That's frustrating for sure. I'm no longer doing Radicava, but I did 6 cycles of it back when it first became available. I had my first cycle in the hospital infusion center before switching to home infusions. I was one of only TWO patients doing Radicava at this major teaching hospital. The ALS clinic was at the same hospital and THEY coordinated everything for ordering the drug etc, not the infusion center. A few days into my infusion cycle the other Radicava patient they had switched to home infusion and then I was the only one.

It may be that you're the only patient at your local hospital who is trying to do Radicava there and they aren't willing to figure out ordering the drug and educating infusion nurses on the protocol with such low demand for it. I'm not saying they're justified, just guessing it's something like that.
 
Why did you stop the Radicava, Kristina?
 
Sam, I did 6 cycles and during that time my progression sped up. I did not feel it was helping me and worried it was making me worse. It also gave me migraines.

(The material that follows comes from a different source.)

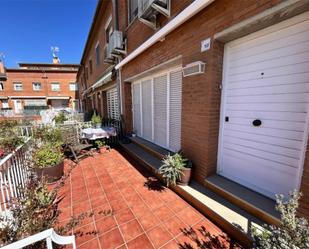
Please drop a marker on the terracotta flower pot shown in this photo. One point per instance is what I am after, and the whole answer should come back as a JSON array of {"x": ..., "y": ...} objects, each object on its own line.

I think it may truly benefit a particular subset of PALS but I am not one of them.
 
Have you scheduled surgery for your port implant? I'm also a pioneer of sorts here in this little shire. Everything was coordinated through my local neurologist. I would start there. I haven't had any issues, and have been on it for about two years. Your nuro, should make phone calls and get everything straightened out. Keep positive.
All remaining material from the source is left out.